Isquatted by my brother Jimmy at the edge of the lake, my hands on my kneecaps slipping in sweat as I watched him drag his small net as deep as he could, hoping to find the tadpoles that were hiding from him. Grandpa’s binoculars—the ones he’d used when he fought in France during the war—hung around Jimmy’s scrawny neck, and I held my breath as they dipped close to the water.

Even though Jimmy was a year older than me, we were the same size, and one of his arms was shorter than mine altogether, and near useless. He walked funny, too, one foot turned the wrong way and nobody knowing how to straighten it. All this was on account of him getting stuck when he was getting around to being born. I didn’t know exactly what that meant other than my brother Jimmy and I looked like we were the same age.

“Quick,” he said. “Give me that jar.”

I handed him the chipped Mason jar that Willa Faye’s mama had given us to play with. We’d stuck lake muck and grass in the bottom of the jar along with some lake water so the tadpoles could be comfortable in their new home. Jimmy told me that once they grew legs we’d have to let them go because they couldn’t stay underwater all the time anymore. That’s what I loved about Jimmy—how smart he was. He knew everything about birds, too—like if they were from Georgia or just stopping by for a visit, what they liked to eat, and what they sounded like—which was why Grandpa had given him the binoculars. Harry and Will—our oldest brothers—always teased him something fearful, calling him stupid and other bad names, but Jimmy never seemed to mind it at all. It was our little joke, pretending he was just as dumb as our brothers thought he was. And that’s why Jimmy was my favorite even though Mama had told me it was wrong to pick favorites. I made the mistake once of pointing out that it couldn’t be so wrong since she did it, and I got my hide tanned by Daddy when he came in from the fields. I was never sure what was worse—the spanking or the waiting for the sound of his boots on the front porch.
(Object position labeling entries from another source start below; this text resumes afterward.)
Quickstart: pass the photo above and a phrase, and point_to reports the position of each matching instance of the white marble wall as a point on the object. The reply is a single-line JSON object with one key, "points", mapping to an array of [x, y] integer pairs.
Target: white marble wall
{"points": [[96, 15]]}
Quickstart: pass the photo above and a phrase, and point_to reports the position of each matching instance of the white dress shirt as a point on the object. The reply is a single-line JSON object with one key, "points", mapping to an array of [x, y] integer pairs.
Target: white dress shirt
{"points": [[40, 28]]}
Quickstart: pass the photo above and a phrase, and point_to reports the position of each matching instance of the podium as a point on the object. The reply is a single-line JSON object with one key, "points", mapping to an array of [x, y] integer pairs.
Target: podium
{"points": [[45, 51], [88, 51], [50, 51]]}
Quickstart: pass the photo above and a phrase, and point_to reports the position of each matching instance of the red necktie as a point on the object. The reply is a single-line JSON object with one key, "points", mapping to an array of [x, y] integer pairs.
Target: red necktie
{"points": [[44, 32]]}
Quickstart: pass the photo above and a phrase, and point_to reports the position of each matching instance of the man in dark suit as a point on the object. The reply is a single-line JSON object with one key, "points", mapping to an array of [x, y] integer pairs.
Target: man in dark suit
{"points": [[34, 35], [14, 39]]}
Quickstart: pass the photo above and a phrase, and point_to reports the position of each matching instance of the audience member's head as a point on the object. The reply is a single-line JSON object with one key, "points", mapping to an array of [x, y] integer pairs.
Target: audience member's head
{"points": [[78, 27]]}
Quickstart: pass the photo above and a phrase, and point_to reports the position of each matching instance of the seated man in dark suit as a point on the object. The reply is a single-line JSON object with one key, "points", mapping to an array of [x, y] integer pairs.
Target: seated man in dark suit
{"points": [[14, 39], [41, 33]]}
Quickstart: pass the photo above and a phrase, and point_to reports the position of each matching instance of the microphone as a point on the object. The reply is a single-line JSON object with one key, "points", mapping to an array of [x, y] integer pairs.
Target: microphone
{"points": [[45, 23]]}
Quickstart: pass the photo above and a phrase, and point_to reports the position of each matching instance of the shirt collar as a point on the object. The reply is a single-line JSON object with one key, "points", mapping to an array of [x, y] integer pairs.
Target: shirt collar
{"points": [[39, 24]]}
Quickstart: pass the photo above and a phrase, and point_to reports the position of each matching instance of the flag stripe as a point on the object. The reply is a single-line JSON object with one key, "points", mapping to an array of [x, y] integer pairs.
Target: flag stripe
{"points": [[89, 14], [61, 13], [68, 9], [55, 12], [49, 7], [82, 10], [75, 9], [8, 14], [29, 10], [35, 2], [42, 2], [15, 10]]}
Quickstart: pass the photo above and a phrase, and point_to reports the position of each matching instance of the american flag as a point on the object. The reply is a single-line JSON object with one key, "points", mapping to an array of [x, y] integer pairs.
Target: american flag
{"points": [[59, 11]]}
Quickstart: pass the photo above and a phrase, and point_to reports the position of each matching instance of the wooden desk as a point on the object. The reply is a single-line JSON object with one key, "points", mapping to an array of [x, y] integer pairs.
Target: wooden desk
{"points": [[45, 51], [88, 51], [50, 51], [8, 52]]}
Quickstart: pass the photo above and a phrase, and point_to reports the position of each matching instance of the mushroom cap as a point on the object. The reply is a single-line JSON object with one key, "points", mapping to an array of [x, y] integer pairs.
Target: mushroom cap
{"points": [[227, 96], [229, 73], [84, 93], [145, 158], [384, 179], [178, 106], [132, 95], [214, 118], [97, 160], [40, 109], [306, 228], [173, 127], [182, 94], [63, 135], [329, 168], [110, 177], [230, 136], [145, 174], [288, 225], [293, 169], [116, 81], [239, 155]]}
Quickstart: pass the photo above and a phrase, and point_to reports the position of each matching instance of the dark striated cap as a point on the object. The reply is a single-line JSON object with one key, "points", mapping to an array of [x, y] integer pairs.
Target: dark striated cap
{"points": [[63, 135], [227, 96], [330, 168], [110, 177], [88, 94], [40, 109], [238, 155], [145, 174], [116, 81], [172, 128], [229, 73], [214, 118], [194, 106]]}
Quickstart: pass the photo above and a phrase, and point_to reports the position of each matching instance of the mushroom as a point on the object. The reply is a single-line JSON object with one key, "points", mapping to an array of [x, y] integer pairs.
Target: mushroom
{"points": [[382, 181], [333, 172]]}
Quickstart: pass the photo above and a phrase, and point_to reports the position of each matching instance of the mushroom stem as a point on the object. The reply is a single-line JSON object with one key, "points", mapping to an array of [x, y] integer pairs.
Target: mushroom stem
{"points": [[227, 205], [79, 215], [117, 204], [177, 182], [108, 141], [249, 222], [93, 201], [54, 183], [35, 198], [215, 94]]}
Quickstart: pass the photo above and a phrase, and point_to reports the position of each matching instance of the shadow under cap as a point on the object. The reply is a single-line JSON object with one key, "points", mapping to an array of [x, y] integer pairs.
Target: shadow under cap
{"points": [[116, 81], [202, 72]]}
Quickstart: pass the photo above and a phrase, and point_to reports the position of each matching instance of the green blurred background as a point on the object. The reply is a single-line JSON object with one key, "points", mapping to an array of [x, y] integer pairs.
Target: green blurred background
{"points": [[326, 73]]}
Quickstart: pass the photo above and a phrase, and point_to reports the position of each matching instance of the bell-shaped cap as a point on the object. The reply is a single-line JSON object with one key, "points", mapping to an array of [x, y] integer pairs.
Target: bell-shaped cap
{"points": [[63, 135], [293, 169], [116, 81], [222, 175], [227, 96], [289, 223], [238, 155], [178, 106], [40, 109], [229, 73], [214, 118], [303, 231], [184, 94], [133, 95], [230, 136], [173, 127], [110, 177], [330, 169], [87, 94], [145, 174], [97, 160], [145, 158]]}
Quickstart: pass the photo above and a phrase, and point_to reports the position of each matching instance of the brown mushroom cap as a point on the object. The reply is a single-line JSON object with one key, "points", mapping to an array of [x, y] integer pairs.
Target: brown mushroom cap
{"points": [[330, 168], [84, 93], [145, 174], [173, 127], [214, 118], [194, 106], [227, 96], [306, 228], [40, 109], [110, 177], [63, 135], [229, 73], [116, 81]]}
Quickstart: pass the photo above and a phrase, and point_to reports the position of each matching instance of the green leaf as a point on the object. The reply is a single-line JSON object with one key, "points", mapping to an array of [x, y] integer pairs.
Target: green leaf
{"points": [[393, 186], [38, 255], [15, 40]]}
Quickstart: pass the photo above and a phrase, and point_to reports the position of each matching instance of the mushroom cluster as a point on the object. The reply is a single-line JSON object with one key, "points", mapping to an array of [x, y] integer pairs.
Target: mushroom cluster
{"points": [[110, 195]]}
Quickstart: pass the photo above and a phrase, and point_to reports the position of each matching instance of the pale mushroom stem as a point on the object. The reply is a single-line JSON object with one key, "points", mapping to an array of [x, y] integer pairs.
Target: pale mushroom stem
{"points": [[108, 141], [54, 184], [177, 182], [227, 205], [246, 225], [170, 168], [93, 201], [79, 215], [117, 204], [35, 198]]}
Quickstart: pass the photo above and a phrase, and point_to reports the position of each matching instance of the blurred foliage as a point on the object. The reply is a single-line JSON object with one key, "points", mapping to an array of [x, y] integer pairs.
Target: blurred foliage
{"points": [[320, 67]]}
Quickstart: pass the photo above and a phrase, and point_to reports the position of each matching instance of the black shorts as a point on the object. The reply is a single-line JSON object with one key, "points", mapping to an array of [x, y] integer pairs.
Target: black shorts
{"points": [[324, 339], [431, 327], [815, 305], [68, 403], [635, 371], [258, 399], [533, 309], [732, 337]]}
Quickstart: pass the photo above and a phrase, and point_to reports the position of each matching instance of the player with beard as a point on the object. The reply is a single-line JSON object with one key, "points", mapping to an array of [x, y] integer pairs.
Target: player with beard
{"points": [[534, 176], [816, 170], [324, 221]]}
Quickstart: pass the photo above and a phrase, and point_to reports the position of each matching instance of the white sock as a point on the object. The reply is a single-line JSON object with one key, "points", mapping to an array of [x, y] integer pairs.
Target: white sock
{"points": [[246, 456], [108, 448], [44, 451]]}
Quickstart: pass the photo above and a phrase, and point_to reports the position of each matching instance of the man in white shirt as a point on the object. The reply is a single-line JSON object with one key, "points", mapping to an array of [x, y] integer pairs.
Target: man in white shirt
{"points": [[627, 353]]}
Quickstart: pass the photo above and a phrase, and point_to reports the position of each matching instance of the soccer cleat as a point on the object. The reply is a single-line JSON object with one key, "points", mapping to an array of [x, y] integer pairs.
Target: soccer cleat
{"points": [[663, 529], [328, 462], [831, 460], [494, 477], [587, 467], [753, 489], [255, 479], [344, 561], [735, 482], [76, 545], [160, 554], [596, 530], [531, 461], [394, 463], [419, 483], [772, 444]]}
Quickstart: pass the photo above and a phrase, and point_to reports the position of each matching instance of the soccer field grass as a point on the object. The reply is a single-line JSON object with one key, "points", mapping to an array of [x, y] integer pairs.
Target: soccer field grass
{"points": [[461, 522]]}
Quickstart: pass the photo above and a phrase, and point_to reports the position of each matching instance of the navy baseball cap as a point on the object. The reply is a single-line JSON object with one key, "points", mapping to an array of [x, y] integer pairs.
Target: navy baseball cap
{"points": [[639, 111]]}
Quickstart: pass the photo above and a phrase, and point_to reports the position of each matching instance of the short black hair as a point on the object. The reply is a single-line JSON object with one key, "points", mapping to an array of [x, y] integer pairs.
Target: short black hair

With Jimmy’s tongue squeezing out between his teeth in concentration, he carefully picked up each tadpole in the net and put him in the jar, and we smiled at each other like we’d just done something wonderful.

“Where you going to keep it?” I asked.

He wrinkled his nose at me, his odd-colored eyes squinting. They were so pale that in the sun the blue blended into the white, one of the reasons why other people thought he was half-baked. But I knew it meant he could see things most people couldn’t.